There is also the chicken and the egg problem. Assuming that pineal glands are generally smaller in people with certain neuropsychiatric disorders, is the reduced pineal gland a cause of the condition, or is it caused by the condition, or the drugs used to treat it? Alternatively, is the change in pineal gland size an unrelated outcome of a genetic mutation which affects development of more than one area of the brain?
Another problem relates to the diagnostic labels of the conditions themselves. Like many other medical conditions, psychiatric diagnoses refer to the part of the body affected and the main symptoms, rather than the cause of injury or symptoms. For example, pneumonia refers to any condition causing inflammation and fluid build up in the deep part of the lungs where oxygen exchange occurs. Pneumonia may be caused by a bacterial infection such a pneumococcus, a viral infection such as influenza or COVID-19, or certain fungal infections.
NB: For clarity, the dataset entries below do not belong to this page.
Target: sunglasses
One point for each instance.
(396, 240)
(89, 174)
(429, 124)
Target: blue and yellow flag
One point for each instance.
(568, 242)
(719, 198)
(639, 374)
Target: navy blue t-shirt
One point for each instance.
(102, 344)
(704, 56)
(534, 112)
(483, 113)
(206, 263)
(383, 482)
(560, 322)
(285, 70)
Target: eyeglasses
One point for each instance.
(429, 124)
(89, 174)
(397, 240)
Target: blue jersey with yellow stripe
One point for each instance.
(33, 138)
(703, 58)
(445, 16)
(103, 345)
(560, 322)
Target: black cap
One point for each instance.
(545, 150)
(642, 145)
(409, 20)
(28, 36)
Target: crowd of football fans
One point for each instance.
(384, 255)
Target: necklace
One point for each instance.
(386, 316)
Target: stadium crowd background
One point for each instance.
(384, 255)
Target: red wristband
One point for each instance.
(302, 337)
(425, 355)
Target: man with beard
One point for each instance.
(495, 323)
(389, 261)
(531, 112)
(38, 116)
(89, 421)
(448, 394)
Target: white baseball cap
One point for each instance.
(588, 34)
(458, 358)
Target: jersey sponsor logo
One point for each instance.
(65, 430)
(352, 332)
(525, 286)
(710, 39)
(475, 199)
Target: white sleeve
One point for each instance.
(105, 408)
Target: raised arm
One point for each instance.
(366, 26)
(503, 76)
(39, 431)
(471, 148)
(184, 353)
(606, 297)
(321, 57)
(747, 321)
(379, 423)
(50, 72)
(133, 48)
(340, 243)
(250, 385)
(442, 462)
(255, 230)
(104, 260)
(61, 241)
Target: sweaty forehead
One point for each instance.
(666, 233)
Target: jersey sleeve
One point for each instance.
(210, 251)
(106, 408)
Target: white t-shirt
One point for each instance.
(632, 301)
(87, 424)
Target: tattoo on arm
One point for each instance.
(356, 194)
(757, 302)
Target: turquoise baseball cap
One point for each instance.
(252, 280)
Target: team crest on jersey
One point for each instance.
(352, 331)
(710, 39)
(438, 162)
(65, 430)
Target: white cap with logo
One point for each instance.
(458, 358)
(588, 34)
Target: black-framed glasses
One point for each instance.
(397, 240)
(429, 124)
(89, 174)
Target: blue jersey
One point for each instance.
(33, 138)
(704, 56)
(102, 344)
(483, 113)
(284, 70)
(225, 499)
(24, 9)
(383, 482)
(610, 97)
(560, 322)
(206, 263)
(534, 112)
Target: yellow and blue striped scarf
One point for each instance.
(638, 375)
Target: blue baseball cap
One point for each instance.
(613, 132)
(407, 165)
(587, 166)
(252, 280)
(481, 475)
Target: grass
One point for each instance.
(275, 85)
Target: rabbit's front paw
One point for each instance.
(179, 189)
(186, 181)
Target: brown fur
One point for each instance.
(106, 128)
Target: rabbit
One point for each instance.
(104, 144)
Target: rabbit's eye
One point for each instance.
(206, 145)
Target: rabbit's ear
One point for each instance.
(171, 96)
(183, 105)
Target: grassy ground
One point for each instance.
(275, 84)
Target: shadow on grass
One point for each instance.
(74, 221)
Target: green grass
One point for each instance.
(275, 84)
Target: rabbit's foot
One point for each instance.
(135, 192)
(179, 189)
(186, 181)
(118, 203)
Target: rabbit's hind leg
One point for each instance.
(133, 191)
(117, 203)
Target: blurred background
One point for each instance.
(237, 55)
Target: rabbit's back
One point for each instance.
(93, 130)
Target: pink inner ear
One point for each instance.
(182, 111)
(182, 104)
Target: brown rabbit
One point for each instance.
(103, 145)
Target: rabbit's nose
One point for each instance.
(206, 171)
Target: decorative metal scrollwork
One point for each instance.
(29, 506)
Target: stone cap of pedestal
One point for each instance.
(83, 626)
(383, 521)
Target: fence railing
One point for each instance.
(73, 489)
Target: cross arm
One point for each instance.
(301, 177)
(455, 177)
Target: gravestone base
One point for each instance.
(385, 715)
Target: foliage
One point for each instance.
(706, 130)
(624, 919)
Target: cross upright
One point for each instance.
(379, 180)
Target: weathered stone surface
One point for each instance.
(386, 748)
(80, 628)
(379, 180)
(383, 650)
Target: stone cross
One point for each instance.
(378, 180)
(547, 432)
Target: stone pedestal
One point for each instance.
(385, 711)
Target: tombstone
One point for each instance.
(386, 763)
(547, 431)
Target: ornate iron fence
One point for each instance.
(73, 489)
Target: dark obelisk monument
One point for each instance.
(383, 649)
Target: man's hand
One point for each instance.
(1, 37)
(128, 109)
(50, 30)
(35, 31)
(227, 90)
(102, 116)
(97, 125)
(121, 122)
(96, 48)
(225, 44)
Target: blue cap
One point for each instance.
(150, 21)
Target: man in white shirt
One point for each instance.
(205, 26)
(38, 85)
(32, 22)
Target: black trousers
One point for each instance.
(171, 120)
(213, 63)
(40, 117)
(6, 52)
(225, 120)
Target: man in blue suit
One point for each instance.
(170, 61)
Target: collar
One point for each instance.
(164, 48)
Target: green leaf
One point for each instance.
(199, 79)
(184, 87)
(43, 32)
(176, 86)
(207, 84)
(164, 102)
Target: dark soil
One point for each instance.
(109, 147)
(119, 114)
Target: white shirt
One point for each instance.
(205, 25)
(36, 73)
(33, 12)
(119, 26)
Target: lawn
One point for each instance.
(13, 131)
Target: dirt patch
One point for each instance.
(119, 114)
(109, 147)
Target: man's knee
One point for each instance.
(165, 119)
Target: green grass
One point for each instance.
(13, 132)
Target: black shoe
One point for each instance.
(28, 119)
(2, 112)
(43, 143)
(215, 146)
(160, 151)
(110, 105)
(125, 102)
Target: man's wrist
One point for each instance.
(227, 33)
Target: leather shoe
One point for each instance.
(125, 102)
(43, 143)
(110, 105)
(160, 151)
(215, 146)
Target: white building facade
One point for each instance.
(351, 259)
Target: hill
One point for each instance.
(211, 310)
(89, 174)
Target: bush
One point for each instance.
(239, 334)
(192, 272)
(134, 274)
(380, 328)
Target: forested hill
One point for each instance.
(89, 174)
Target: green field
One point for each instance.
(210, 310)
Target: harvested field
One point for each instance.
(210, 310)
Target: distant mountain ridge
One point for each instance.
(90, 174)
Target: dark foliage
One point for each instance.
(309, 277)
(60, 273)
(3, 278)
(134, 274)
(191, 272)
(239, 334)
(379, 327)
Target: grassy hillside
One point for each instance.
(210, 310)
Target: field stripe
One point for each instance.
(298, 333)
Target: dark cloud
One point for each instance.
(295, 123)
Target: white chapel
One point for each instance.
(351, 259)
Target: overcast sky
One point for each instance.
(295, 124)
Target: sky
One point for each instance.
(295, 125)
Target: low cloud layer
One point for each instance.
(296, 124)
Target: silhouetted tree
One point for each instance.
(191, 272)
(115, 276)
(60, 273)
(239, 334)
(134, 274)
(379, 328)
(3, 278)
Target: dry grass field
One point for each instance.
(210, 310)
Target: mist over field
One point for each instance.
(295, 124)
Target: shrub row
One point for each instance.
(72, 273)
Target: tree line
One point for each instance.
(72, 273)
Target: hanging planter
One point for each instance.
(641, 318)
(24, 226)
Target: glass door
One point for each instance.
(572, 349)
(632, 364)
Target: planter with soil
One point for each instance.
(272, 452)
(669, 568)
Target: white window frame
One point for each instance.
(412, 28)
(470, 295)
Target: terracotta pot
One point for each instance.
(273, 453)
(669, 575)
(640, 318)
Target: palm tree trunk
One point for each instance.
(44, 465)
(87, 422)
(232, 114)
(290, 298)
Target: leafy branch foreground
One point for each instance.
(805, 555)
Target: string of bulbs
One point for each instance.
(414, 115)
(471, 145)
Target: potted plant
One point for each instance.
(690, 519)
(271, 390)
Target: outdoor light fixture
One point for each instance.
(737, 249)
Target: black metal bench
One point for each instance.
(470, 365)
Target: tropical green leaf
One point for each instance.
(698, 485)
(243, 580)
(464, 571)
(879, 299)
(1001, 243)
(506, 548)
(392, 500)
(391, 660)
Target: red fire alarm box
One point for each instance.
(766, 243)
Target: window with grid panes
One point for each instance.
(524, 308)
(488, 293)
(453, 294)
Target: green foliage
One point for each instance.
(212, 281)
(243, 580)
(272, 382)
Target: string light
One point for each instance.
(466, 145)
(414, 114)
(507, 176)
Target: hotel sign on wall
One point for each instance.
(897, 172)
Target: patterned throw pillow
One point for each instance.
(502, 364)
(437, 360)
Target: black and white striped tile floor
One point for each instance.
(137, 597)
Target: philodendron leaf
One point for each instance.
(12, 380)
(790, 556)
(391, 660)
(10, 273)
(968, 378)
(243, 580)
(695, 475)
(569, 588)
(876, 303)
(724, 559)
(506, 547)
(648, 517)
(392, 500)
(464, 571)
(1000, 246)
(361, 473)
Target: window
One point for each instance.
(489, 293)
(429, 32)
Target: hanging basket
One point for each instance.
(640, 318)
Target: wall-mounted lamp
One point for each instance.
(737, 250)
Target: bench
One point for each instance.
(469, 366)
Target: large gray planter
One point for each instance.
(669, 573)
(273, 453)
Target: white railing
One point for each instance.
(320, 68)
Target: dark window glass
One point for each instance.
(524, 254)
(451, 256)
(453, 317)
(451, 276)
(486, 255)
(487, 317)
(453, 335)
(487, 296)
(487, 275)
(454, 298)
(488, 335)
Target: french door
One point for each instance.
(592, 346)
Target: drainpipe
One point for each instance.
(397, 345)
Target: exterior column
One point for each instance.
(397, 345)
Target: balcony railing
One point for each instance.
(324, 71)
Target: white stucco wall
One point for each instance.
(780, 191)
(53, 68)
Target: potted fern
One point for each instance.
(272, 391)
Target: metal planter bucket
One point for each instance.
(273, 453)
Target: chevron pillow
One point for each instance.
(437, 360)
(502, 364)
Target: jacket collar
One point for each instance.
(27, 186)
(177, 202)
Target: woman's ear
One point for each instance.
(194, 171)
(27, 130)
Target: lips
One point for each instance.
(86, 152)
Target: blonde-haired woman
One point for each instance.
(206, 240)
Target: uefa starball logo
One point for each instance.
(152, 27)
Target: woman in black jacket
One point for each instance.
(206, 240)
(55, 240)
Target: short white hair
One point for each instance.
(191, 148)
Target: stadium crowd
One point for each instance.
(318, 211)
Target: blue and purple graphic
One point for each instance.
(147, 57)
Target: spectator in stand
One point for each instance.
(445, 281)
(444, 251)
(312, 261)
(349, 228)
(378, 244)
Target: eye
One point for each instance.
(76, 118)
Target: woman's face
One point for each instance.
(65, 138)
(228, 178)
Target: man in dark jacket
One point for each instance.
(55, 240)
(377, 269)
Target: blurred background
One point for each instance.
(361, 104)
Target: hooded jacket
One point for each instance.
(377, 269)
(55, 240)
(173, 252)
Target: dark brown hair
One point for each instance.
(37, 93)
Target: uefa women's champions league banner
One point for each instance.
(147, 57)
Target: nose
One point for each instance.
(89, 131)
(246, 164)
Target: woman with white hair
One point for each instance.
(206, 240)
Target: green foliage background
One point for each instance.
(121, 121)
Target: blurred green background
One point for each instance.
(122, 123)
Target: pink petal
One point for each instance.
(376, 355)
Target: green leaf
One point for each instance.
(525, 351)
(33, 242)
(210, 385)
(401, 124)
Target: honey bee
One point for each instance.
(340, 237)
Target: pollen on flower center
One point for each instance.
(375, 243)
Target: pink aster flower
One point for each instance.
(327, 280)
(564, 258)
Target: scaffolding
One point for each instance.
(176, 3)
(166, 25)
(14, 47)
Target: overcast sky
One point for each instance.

All causes of pneumonia result in low oxygen levels and general pain and difficulty breathing. The basic standard of care for all types of pneumonia involves supplemental oxygen and pain relievers, but some of these conditions will respond best with antibiotics, others to specific antiviral or antifungal agents, and some will have no specific treatment.
Similarly, there are many known causes of clinical depression, some of which have simple treatments,
such as B vitamin supplements or thyroxin, while others only respond to antidepressants, transcranial
magnetic stimulation, or cognitive behavioral therapy. Since it is not always clear what the cause of any
specific neuropsychiatric disorder is, it is not clear whether a potential treatment will benefit all patients
in this class, or only a subset. This means that you may need to test the effectiveness of melatonin
versus a placebo on hundreds of people with the same diagnosis to determine whether it is more
beneficial than chance.
At present, I would say the best guess is melatonin will likely be a useful adjunct therapy that can help
some patients with depression, bipolar disorder, etc. who have less severe symptoms and/or experience
fewer exacerbations, or episodes of suddenly worsening symptoms. Since melatonin has very few side
effects, it is likely many doctors will be interested in trying melatonin supplements as an add on
treatment for some of their patients with depression. Right now, the evidence for the usefulness of
melatonin is not strong, but it appears to be safe enough for patients to try if they are interested.